Il FMI, la BM ed il WTO sono organizzazioni costituite da membri rappresentanti degli Stati-nazione, come è l’ONU. E’ lo Stato-nazione che ha implementato l’attacco neoliberista in tutto il mondo. E’ lo Stato-nazione che ha permesso alle grandi compagnie ti operare globalmente, smantellando le chiuse economie nazionali del periodo 1945-1973, che era caratterizzato da pensiero che "ciò che va bene per Ford va bene per l’America".

E’ la ristrutturazione neoliberista implementata e rinforzata dallo Stato-nazione che ha reso possibile lo sviluppo su scala globale del mercato internazionale del lavoro, dei movimenti internazionali dei capitali, delle catene internazionali di produzione (Inclusi molti Stati-nazione del Terzo Mondo, compreso il mio Sud Africa: testimone ne sia il fatto che il governo capitalista del Sud Africa sta riducendo le tariffe più velocemente di quanto richiesto dal WTO. Quando il WTO chiese al Sud Africa di aprire al mercato la sua industria tessile in 12 anni, il governo le fece volontariamente in 8 anni! Quindi la globalizzazione capitalista non è qualcosa semplicemente imposta su di noi dal sistema globale, dall’imperialismo, etc…, anche se questi hanno un ruolo importante).

Lo Stato-nazione è parte del problema.

Perciò gli anarchici non sono d’accordo con gente come Ralph Nader che diceva:"Votate per me, così salverò la democrazia e vi salverò dalle grandi compagnie". Gli anarchici sanno che il ruolo dello Stato è quello di servire queste compagnie: questo è ciò che fa lo Stato! E’ qui che noi ci separiamo da coloro che pensano che lo Stato sia un alleato del lavoro e dei poveri nella lotta contro la globalizzazione capitalista.

Come tali, gli anarchici non possono condividere l’idea di una coalizione antiglobalizzazione di destra/sinistra, né il mito liberale che si possa andare oltre la sinistra e la destra. (Testimoni ne siano le proteste di Seattle: i liberali diedero al semifascista Pat Buchanan una piattaforma, ma piagnucolarono quando gli anarchici attaccarono la città della Nike).

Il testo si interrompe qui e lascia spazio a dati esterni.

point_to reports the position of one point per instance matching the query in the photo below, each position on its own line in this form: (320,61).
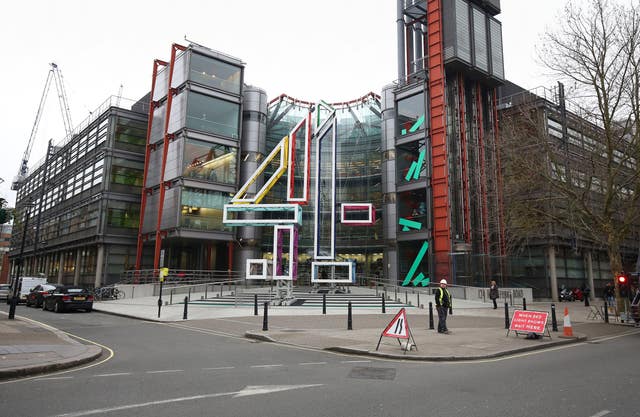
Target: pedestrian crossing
(302,298)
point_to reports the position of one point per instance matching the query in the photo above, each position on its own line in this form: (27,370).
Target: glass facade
(213,115)
(411,114)
(210,161)
(202,209)
(215,74)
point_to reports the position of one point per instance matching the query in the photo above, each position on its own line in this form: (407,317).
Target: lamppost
(14,290)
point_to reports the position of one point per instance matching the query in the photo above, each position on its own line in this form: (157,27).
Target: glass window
(411,162)
(213,115)
(210,161)
(411,114)
(412,210)
(121,214)
(215,73)
(202,209)
(132,132)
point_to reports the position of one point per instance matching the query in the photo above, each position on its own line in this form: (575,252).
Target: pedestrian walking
(443,304)
(493,293)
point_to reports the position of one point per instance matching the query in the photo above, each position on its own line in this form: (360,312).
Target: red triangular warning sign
(398,328)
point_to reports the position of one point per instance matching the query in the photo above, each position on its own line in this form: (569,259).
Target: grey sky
(331,50)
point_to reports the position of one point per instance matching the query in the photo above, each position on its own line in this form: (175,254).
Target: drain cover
(366,372)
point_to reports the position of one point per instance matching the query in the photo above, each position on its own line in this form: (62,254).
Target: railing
(182,276)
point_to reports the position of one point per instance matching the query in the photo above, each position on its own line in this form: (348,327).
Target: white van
(26,284)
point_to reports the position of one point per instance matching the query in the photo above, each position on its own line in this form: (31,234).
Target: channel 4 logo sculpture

Contro il protezionismo nazionalista

Noi lottiamo fuori e contro lo Stato, cercando di organizzarci a livello internazionale. E’ vero: le importazioni di beni a costi più bassi minacciano l’occupazione nazionale. Ma la soluzione non è quella di chiedere allo Stato di vietare l’importazione di queste merci: bensì è quella di organizzare i lavoratori in tutti gli sweatshops del mondo. Noi lottiamo per l’unità internazionale del lavoro, per un salario minimo internazionale, standards internazionali di lavoro e mai per il protezionismo nazionalista o il bando del commercio.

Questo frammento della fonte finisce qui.